Книга Когда шагалось нам легко, страница 65. Автор книги Ивлин Во

Разделитель для чтения книг в онлайн библиотеке

Онлайн книга «Когда шагалось нам легко»

Cтраница 65

К счастью, через три дня пути его назойливое внимание стало угасать, но за те три дня дело дошло до того, что любая мелочь грозила подорвать мое уважение и привязанность к этому человеку.

***

Каноэ с неразличимым гребцом на корме отошло от парохода по темной воде; противоположный берег был погружен во тьму. Мы стали карабкаться по скользкому склону (мистер Бейн заботливо предостерегал меня от падения) и в какой-то момент с трудом разглядели пригорок, а на нем – неизвестное сооружение. Лодочник поднял над головой фонарь, и мы полезли дальше. Мистер Бейн тем временем с досадой вопрошал:

– Йетто? Где же Йетто? Ему было ясно сказано ждать здесь с моим гамаком.

– Йетто утром приходить, приводить лошади. А теперь он бегом на танцы. Гамак не слыхать от него.

– Йетто совсем плохая стал. – Мистер Бейн перешел на местный говор. – Йетто совсем конго.

В таких бесславных обстоятельствах и уничижительных выражениях я впервые услышал имя человека, к которому впоследствии проникся сердечной привязанностью.

Мы взобрались на холм, где под соломенным навесом в гамаках спали двое. Проснувшись, они сели и уставились на нас. Чернокожий мужчина с женой. Мистер Бейн поинтересовался, не знают ли они, что Йетто сделал с его гамаком.

– Она пошел на танцы.

– Танцы где?

– Вниз по реке. У индейцы. Все парни на танцы.

В поисках Йетто мы поплелись под гору. Почти бесшумно, держась берега, прошли на веслах вниз по течению. Не так-то просто было сохранять равновесие в узкой и мелкой лодчонке. Наконец мы услышали музыку и спрятали лодку в кустах.

Танцевальный вечер гремел в большой индейской хижине. Тут не было предрассудков: присутствовали и бразильские пастухи-вакерос, и бовиандеры, и чернокожие, и компания одетых, полуцивилизованных индейцев. Два бразильца играли на гитарах. К нам с приветствием вышла хозяйка.

– Доброй ночи, – сказала она, пожимая нам руки и приглашая идти за собой.

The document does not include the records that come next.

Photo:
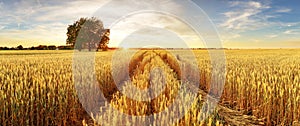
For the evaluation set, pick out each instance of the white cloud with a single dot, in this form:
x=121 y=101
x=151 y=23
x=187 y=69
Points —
x=285 y=10
x=245 y=16
x=272 y=36
x=291 y=32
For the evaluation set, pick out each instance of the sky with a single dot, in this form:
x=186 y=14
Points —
x=239 y=24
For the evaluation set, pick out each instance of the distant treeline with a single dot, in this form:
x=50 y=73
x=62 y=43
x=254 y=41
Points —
x=40 y=47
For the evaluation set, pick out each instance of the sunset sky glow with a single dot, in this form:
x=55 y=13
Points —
x=240 y=24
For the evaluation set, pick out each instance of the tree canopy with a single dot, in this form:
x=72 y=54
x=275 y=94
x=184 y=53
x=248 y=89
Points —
x=88 y=33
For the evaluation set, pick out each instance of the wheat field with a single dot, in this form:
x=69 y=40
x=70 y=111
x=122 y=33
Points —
x=261 y=87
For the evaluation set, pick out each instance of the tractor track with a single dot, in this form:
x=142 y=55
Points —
x=230 y=116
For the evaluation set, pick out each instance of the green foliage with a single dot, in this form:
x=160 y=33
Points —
x=87 y=33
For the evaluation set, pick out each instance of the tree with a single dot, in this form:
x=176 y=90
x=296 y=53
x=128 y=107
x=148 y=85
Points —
x=20 y=47
x=88 y=33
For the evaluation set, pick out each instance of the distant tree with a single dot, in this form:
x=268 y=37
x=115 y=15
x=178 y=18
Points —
x=87 y=33
x=20 y=47
x=52 y=47
x=42 y=47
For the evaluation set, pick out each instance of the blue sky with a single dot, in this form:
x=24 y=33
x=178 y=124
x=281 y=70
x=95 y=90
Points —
x=241 y=24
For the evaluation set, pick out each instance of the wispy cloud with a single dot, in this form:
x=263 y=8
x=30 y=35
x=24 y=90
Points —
x=285 y=10
x=272 y=36
x=291 y=32
x=245 y=16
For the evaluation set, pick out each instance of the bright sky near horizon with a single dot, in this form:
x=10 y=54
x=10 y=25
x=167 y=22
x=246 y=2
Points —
x=241 y=24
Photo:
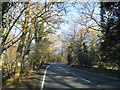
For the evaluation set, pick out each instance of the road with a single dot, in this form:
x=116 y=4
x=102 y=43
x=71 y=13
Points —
x=63 y=76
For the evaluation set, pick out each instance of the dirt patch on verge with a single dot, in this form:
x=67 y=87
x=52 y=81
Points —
x=31 y=81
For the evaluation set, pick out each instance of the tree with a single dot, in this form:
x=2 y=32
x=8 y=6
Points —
x=110 y=40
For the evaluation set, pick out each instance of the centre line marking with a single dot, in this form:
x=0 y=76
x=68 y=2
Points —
x=43 y=81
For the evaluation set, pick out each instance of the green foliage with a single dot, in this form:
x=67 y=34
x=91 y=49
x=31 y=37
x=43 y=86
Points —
x=110 y=41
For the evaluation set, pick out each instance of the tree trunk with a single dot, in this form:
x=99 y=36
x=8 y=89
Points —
x=21 y=45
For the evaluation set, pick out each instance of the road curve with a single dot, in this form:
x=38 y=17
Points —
x=63 y=76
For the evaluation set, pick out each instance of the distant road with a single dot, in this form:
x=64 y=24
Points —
x=63 y=76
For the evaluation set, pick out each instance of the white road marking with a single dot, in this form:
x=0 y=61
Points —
x=43 y=81
x=81 y=78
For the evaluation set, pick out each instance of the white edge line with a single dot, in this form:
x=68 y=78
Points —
x=43 y=81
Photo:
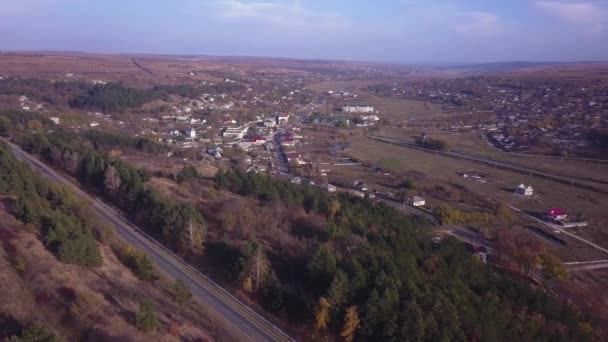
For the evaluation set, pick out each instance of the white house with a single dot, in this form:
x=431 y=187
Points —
x=416 y=201
x=524 y=190
x=190 y=133
x=282 y=118
x=215 y=152
x=357 y=109
x=235 y=132
x=331 y=188
x=270 y=123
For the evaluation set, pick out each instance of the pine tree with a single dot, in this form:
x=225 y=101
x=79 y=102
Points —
x=322 y=314
x=351 y=324
x=146 y=319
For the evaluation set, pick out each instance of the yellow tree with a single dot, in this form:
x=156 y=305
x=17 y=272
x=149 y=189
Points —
x=351 y=324
x=322 y=314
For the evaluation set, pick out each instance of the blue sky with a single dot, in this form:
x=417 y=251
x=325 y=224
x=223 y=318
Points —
x=376 y=30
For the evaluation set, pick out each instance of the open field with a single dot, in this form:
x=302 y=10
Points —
x=85 y=304
x=500 y=187
x=472 y=143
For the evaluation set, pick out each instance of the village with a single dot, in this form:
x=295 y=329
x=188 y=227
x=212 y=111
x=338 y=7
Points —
x=543 y=116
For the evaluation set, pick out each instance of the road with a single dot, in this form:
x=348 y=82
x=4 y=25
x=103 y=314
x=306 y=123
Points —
x=561 y=229
x=235 y=316
x=572 y=180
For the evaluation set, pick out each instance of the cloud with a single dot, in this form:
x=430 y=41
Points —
x=285 y=13
x=584 y=14
x=20 y=8
x=477 y=23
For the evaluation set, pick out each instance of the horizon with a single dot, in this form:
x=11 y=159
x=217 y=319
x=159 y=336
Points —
x=460 y=32
x=442 y=64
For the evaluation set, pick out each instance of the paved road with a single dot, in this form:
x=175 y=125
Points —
x=561 y=229
x=235 y=316
x=572 y=180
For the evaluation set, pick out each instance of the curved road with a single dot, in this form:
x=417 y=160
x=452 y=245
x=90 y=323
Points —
x=235 y=316
x=569 y=180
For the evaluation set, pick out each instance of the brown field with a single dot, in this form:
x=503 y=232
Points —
x=471 y=143
x=441 y=169
x=73 y=301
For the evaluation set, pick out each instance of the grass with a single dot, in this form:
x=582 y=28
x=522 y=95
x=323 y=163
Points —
x=471 y=143
x=438 y=169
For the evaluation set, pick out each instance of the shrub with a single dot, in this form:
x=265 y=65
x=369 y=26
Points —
x=146 y=319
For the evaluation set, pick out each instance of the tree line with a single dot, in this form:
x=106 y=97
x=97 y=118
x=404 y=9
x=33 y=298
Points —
x=66 y=226
x=179 y=225
x=374 y=275
x=432 y=144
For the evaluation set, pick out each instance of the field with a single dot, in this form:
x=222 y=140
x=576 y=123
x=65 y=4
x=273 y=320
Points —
x=472 y=143
x=78 y=303
x=432 y=169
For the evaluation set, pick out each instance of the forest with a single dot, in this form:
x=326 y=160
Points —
x=372 y=273
x=432 y=144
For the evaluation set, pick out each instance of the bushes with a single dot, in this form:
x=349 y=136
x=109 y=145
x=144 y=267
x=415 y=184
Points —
x=113 y=97
x=67 y=230
x=181 y=293
x=432 y=144
x=140 y=264
x=187 y=173
x=380 y=261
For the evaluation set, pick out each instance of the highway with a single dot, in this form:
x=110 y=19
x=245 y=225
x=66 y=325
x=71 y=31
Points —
x=572 y=180
x=237 y=318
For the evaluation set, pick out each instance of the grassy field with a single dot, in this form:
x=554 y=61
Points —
x=437 y=169
x=471 y=143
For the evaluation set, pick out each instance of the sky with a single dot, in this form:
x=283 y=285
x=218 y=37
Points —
x=404 y=31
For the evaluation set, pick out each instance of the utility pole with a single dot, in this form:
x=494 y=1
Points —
x=257 y=277
x=191 y=232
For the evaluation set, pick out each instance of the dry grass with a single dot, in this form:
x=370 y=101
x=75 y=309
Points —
x=76 y=302
x=438 y=169
x=470 y=142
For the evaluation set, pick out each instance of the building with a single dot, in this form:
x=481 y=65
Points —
x=257 y=140
x=330 y=188
x=270 y=123
x=556 y=214
x=190 y=133
x=524 y=190
x=357 y=109
x=215 y=152
x=235 y=132
x=282 y=118
x=416 y=201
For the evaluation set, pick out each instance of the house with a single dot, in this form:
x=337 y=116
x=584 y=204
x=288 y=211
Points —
x=482 y=252
x=356 y=193
x=288 y=141
x=215 y=152
x=330 y=188
x=416 y=201
x=270 y=123
x=357 y=109
x=293 y=157
x=524 y=190
x=235 y=132
x=190 y=133
x=556 y=214
x=257 y=140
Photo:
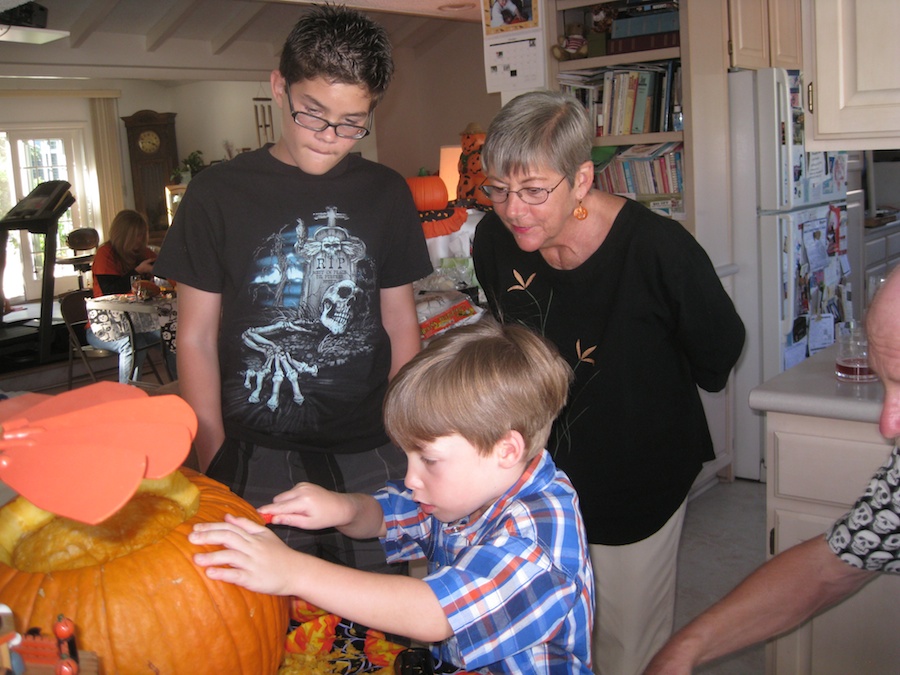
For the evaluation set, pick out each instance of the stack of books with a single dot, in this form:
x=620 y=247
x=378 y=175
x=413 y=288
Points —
x=627 y=99
x=650 y=173
x=641 y=26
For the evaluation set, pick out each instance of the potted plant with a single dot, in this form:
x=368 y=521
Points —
x=189 y=166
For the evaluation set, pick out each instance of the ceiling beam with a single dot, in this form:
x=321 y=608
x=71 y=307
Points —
x=92 y=16
x=234 y=28
x=166 y=27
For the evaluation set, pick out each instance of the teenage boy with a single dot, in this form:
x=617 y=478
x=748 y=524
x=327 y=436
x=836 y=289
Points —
x=295 y=266
x=509 y=586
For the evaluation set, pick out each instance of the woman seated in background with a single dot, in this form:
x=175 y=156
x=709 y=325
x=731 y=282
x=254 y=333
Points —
x=125 y=253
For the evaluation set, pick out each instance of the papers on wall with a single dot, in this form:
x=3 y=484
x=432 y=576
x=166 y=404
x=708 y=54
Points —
x=514 y=61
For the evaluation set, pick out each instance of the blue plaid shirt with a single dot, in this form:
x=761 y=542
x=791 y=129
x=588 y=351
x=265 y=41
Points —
x=516 y=584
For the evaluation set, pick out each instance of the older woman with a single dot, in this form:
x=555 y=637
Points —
x=123 y=254
x=633 y=303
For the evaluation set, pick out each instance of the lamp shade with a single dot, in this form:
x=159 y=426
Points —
x=449 y=167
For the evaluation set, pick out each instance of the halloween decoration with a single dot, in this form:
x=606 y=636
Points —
x=130 y=586
x=572 y=45
x=471 y=174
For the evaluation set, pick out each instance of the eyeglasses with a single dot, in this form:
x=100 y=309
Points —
x=316 y=123
x=531 y=196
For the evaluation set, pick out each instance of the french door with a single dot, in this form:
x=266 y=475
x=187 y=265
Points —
x=29 y=157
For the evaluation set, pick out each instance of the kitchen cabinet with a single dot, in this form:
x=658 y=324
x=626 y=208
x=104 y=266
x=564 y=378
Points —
x=765 y=33
x=822 y=447
x=704 y=64
x=853 y=90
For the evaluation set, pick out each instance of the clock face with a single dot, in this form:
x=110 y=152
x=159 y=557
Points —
x=148 y=142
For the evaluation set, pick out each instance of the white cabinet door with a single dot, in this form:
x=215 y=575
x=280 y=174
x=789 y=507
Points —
x=785 y=41
x=850 y=53
x=748 y=24
x=765 y=33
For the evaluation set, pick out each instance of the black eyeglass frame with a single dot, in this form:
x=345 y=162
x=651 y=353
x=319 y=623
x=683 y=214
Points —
x=359 y=131
x=488 y=189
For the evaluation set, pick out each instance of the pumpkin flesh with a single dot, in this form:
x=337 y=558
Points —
x=134 y=593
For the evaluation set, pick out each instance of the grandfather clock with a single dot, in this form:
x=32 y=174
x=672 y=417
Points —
x=154 y=155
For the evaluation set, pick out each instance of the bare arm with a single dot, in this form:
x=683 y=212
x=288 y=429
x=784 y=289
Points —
x=198 y=366
x=398 y=315
x=255 y=558
x=783 y=593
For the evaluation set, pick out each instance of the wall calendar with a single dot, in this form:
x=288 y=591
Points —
x=514 y=61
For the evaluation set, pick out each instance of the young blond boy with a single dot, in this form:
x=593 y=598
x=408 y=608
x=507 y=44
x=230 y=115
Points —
x=509 y=585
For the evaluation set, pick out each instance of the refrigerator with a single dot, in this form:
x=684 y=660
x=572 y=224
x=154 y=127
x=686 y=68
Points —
x=791 y=242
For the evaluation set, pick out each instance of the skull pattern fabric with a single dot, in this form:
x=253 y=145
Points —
x=868 y=536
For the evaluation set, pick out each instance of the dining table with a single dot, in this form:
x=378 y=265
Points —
x=119 y=315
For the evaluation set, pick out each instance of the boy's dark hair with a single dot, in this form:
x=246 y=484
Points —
x=340 y=45
x=479 y=381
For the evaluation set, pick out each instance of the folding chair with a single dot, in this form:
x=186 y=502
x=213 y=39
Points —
x=74 y=313
x=83 y=243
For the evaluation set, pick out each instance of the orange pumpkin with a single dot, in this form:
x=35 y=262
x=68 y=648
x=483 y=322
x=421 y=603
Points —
x=429 y=192
x=149 y=609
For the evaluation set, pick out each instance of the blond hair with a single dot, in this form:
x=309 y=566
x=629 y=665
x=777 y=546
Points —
x=128 y=230
x=481 y=382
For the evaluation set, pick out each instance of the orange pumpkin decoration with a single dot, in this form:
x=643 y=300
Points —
x=471 y=175
x=429 y=192
x=142 y=605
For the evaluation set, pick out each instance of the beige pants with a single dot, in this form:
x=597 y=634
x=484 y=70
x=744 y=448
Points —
x=635 y=587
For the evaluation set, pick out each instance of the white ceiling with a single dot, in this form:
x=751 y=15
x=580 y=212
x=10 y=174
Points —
x=175 y=40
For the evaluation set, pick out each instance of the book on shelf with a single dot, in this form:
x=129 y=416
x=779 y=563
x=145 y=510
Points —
x=628 y=98
x=640 y=43
x=644 y=24
x=653 y=168
x=635 y=7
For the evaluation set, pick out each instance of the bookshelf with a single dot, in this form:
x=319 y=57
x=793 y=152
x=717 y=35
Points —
x=706 y=174
x=703 y=54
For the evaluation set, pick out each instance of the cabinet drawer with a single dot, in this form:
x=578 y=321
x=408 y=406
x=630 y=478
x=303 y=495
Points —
x=876 y=251
x=821 y=469
x=893 y=244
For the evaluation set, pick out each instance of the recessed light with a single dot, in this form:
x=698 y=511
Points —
x=456 y=7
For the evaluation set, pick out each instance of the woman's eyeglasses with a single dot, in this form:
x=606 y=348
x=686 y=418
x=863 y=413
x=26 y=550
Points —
x=530 y=195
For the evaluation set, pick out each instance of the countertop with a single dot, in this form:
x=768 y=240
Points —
x=811 y=388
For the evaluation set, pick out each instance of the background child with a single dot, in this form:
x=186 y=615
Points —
x=295 y=266
x=509 y=585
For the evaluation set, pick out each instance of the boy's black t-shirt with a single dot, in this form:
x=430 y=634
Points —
x=299 y=261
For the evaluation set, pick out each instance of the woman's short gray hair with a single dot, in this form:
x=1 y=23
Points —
x=539 y=129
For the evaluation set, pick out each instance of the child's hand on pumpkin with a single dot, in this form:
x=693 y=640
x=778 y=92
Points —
x=310 y=507
x=252 y=555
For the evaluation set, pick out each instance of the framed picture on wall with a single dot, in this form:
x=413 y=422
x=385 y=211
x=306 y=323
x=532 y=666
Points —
x=501 y=16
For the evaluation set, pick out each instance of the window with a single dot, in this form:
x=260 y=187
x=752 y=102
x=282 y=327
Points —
x=29 y=157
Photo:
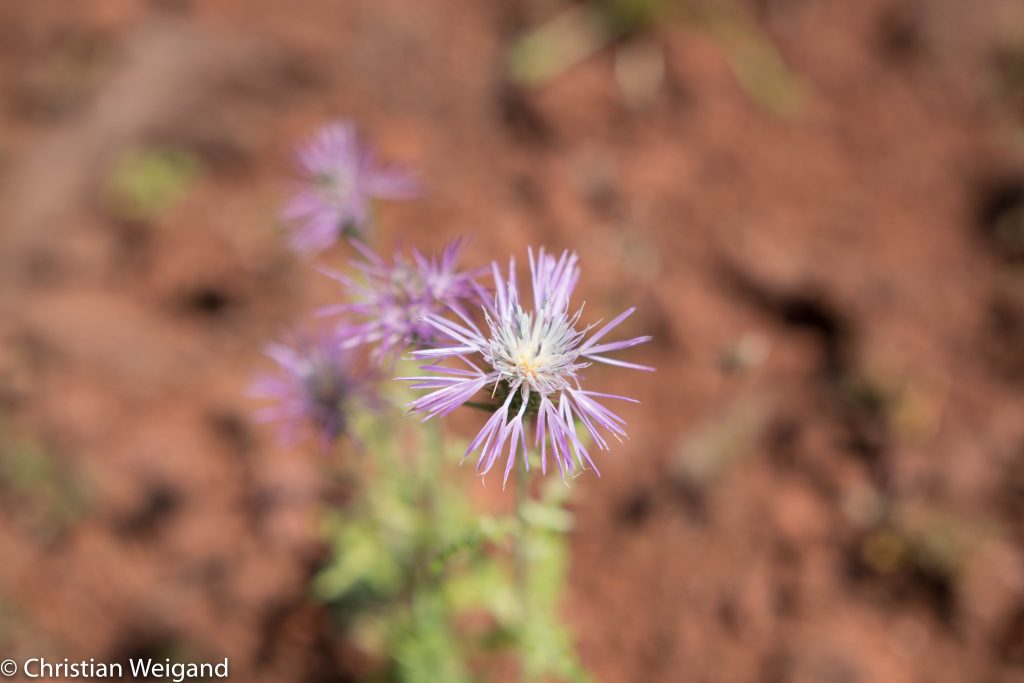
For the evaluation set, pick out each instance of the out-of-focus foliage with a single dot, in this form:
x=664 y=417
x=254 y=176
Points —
x=427 y=585
x=581 y=31
x=147 y=181
x=47 y=498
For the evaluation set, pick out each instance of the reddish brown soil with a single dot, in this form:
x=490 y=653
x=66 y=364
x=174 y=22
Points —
x=870 y=244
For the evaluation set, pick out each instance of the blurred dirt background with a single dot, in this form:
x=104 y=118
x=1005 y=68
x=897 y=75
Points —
x=816 y=205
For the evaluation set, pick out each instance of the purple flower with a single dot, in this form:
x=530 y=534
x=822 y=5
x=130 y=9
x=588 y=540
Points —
x=391 y=301
x=529 y=363
x=341 y=176
x=312 y=389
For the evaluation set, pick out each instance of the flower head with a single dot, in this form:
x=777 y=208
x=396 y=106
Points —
x=391 y=301
x=341 y=175
x=529 y=361
x=312 y=389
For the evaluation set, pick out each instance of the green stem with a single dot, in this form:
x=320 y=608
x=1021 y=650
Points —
x=522 y=568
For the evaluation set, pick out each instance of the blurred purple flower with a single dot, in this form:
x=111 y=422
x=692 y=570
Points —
x=390 y=301
x=529 y=363
x=312 y=389
x=341 y=176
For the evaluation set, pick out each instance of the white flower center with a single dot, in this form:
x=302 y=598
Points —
x=540 y=352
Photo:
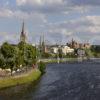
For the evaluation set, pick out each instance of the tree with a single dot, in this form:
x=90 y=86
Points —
x=8 y=51
x=29 y=55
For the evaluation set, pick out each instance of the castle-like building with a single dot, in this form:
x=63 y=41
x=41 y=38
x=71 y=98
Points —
x=23 y=34
x=76 y=45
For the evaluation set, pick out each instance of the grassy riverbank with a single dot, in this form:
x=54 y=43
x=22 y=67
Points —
x=25 y=78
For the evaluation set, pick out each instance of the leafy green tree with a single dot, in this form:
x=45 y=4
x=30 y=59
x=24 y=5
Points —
x=8 y=51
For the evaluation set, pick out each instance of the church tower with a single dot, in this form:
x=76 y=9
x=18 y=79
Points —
x=23 y=35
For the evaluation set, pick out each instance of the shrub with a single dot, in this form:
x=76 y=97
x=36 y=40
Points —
x=42 y=67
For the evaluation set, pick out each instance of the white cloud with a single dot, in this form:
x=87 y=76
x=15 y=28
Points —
x=38 y=2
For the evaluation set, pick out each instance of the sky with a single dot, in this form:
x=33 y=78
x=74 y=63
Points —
x=58 y=20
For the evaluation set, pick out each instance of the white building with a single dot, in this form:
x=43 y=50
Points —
x=55 y=50
x=66 y=49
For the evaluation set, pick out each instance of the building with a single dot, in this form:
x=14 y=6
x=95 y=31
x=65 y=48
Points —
x=75 y=45
x=66 y=49
x=23 y=35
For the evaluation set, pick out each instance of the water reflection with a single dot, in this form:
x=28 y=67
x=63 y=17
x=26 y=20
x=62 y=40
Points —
x=66 y=81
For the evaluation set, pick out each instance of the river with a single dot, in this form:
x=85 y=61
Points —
x=65 y=81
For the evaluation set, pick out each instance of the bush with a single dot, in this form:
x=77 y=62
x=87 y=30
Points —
x=42 y=67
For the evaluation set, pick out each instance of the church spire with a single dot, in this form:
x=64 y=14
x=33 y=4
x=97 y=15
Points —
x=23 y=35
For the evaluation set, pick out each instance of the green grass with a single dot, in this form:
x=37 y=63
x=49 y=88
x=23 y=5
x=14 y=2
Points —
x=22 y=79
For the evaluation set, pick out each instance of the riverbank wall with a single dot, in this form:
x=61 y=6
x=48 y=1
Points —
x=25 y=78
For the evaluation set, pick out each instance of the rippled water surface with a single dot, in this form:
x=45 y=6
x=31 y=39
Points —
x=66 y=81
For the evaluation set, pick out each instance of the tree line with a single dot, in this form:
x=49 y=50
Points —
x=15 y=56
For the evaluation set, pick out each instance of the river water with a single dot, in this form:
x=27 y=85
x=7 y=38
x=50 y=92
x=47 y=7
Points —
x=65 y=81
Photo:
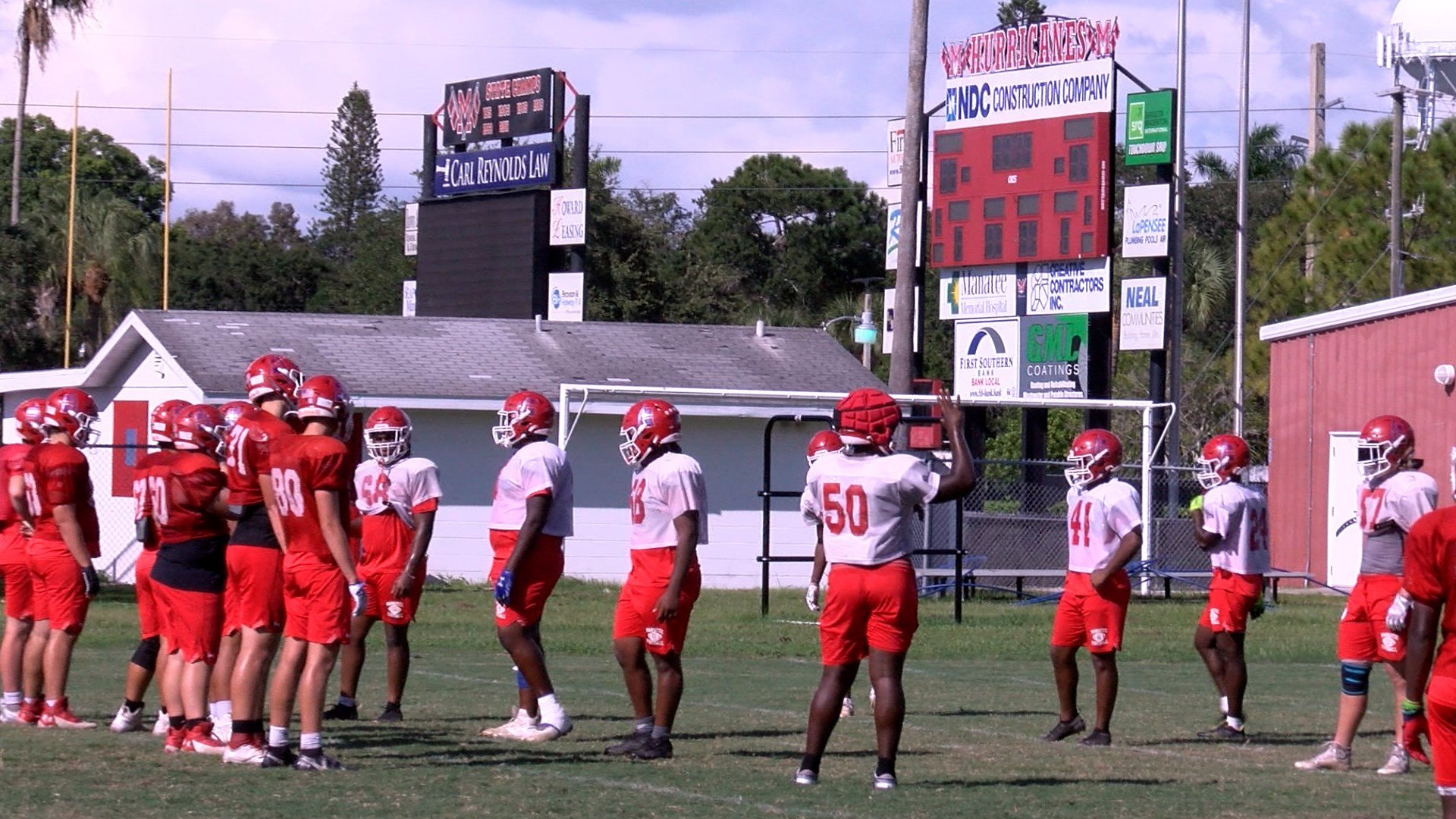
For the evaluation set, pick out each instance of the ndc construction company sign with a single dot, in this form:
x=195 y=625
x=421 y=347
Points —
x=494 y=169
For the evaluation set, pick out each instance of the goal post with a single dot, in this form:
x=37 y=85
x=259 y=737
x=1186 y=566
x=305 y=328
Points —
x=576 y=398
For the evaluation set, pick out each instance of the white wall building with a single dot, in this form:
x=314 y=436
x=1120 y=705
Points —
x=452 y=375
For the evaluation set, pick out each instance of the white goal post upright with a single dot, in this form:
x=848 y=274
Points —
x=574 y=398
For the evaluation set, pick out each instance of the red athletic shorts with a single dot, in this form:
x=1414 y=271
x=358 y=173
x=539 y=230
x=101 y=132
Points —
x=1231 y=596
x=535 y=577
x=191 y=623
x=1363 y=635
x=1440 y=713
x=381 y=602
x=1092 y=617
x=15 y=567
x=147 y=615
x=316 y=598
x=254 y=594
x=58 y=592
x=651 y=572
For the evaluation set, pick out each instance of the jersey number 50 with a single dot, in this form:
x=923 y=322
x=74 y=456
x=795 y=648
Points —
x=852 y=510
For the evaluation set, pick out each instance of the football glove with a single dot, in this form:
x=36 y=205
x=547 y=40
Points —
x=1398 y=613
x=357 y=595
x=1413 y=727
x=503 y=586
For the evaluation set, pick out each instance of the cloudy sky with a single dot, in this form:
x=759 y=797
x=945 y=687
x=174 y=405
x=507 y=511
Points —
x=682 y=89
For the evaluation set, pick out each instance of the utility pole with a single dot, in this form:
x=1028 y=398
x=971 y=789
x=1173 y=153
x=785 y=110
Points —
x=902 y=356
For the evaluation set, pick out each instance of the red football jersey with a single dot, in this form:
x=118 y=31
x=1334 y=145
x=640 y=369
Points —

В лоб спрашивать про Йетто было бы невежливо, поэтому мы уселись на скамью и выжидали. Среди гостей ходила девушка и угощала всех темным хмельным напитком домашней выгонки: протягивала кружку очередному гостю, ждала, чтобы тот выпил до дна, и тут же наполняла для следующего. Танцевали только двое-трое негров. Индейцы сидели молчаливыми рядками, надвинув на глаза мягкие шляпы и мрачно уставившись в пол. Время от времени кто-нибудь из них вставал и с безразличным видом подходил к девушке, чтобы пригласить ее на танец. Парочка шаркающей походкой, будто бы на европейский манер, делала круг по комнате, затем расходилась, не обменявшись ни словом, ни взглядом, и возвращалась на прежние места. Как я узнал позже, индейцы – нелюдимый народ: чтобы пробудить в них общительность, нужны долгие часы неограниченных возлияний. Признаться, чем больше я наблюдал индейцев, тем сильнее меня поражало их сходство с англичанами. И те и другие любят жить своей семьей и селиться на расстоянии от соседей. С недоверием и неприязнью относятся к чужакам. Лишены амбиций и тяги к прогрессу. Любят домашних животных, охоту и рыбалку. Сдержанны в проявлении чувств, донельзя честны и совсем не воинственны. В любой ситуации, как мне видится, ставят целью не привлекать к себе внимания; по всем статьям, кроме пристрастия к крепким напиткам и, вероятно, недальновидности, они составляют полную противоположность неграм. Но в этот отдельно взятый вечер их выделяло из общего ряда только неумение веселиться.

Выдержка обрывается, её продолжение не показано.